The first church I served after surviving my M.Div. was in New Canaan, on what is known as the Connecticut Gold Coast.  If you want some sense of New Canaan, take this concentrated website and add two parts water.  Not every single household there is super-duper-duper wealthy (and, of course, not everyone there is a man with a cigar) but it is definitely a Yankee form of swanky.

My favorite Easter story comes from that year of ministry, with a man named John Gerlach.  John was winsomely manic about his faith.  He had left the craziness of the New York corporate world after Jesus found him, and he enjoyed stirring up holy mischief in this United Methodist parish.  On Easter, wearing a huge grin, he greeted everyone coming in the door with “Happy Day of the Resurrection!”  Loudly.  With flourish.  And, when people looked confused, he just kept going, on to the next person: “Happy Day of the Resurrection!”  It was gauche to be too verbal about one’s religious convictions in New Canaan.  And to be so fundamentalist as to believe in the physical resurrection of Jesus Christ was downright tacky.
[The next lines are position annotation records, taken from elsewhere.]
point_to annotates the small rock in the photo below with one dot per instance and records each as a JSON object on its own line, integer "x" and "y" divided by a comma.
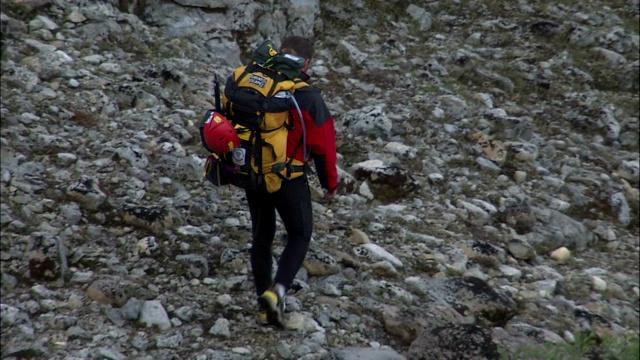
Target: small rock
{"x": 598, "y": 284}
{"x": 152, "y": 313}
{"x": 561, "y": 255}
{"x": 221, "y": 328}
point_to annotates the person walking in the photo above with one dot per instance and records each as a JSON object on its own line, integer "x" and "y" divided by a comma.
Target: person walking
{"x": 293, "y": 200}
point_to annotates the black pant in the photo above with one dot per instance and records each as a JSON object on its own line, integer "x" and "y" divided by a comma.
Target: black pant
{"x": 293, "y": 203}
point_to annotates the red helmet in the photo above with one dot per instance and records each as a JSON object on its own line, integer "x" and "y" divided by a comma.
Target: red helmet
{"x": 218, "y": 133}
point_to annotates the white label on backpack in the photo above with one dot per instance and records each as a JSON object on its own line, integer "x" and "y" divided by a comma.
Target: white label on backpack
{"x": 238, "y": 156}
{"x": 257, "y": 80}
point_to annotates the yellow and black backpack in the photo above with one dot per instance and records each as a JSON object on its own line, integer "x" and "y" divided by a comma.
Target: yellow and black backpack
{"x": 257, "y": 99}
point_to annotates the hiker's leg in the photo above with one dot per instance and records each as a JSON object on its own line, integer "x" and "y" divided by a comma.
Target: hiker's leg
{"x": 294, "y": 206}
{"x": 263, "y": 221}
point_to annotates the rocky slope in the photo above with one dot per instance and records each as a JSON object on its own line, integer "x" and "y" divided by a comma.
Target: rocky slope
{"x": 489, "y": 180}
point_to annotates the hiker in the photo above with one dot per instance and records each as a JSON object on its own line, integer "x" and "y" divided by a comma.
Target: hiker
{"x": 293, "y": 200}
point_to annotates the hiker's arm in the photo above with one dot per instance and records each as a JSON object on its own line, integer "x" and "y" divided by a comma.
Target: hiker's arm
{"x": 324, "y": 155}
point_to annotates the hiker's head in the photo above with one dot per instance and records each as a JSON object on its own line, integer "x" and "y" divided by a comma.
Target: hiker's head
{"x": 298, "y": 45}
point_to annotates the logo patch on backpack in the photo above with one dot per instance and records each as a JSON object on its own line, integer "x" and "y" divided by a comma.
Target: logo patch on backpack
{"x": 257, "y": 80}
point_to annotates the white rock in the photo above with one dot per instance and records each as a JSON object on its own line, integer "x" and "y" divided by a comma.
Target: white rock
{"x": 379, "y": 253}
{"x": 520, "y": 176}
{"x": 561, "y": 255}
{"x": 152, "y": 313}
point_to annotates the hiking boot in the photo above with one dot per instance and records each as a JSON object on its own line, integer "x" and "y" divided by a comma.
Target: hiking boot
{"x": 272, "y": 307}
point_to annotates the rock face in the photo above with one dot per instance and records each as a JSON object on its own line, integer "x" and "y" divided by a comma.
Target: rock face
{"x": 488, "y": 161}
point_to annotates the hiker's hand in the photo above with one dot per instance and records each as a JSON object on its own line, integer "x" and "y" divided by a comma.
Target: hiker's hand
{"x": 330, "y": 194}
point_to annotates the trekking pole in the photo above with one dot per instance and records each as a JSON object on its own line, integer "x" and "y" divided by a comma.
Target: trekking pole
{"x": 216, "y": 88}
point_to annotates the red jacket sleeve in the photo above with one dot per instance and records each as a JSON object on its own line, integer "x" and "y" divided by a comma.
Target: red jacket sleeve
{"x": 318, "y": 125}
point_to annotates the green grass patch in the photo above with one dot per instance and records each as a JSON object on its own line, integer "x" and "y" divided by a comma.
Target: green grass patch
{"x": 584, "y": 346}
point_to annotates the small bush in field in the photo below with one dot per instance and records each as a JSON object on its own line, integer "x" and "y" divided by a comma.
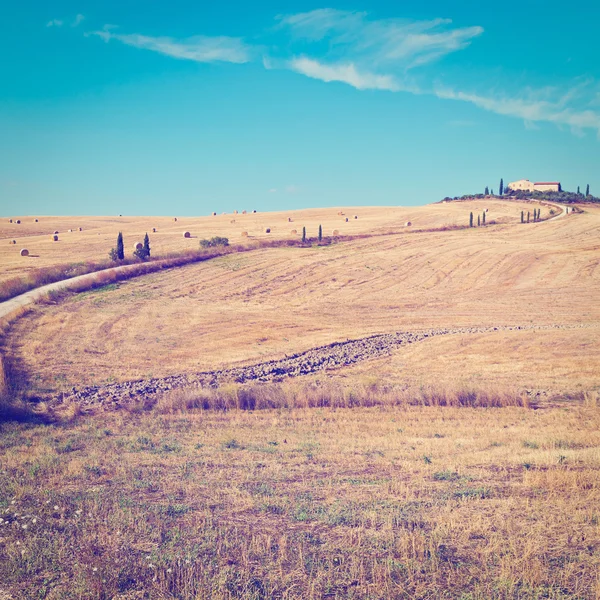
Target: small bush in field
{"x": 214, "y": 242}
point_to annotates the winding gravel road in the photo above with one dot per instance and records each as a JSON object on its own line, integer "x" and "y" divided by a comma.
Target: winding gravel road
{"x": 332, "y": 356}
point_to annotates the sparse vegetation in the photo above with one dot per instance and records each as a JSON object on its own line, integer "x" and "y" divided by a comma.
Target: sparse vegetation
{"x": 301, "y": 504}
{"x": 214, "y": 242}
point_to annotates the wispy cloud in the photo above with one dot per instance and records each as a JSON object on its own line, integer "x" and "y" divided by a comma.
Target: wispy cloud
{"x": 532, "y": 108}
{"x": 396, "y": 43}
{"x": 346, "y": 73}
{"x": 199, "y": 48}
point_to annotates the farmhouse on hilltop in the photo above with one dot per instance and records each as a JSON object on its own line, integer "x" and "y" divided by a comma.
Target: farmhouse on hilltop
{"x": 539, "y": 186}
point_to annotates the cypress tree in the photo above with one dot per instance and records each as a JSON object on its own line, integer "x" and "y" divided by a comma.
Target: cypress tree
{"x": 120, "y": 247}
{"x": 146, "y": 248}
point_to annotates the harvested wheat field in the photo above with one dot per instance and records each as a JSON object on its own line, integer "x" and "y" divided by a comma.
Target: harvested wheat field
{"x": 408, "y": 413}
{"x": 266, "y": 304}
{"x": 99, "y": 234}
{"x": 319, "y": 503}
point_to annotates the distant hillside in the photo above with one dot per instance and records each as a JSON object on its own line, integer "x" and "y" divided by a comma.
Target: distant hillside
{"x": 564, "y": 197}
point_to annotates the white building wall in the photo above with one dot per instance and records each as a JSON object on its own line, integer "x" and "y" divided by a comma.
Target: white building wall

God bless weird John Gerlach.   I have a hard time saying the words “Happy Easter” even today without feeling I am being hopelessly accommodationist.

George Lindbeck was one of my favorite professors at Yale, and two of my best Lindbeck stories involve Easter.  I’ll tell the hard one first.  Way back when I completed my dissertation, on which The Treachery of Love is based, George Lindbeck called me on the phone.  He said such gracious things about the manuscript that I was genuinely confused.  I didn’t realize I had written something so well worth reading.  But he was concerned about a conspicuous lack of the Resurrection in the book – that is, a conspicuous lack of Easter joy.  I had so focused on the cross that I missed the next chapter, so to speak. (George Pattison also wrote as much, in Danish, in his review of the book.)  I will return to this detail later.  For now, the second story is important.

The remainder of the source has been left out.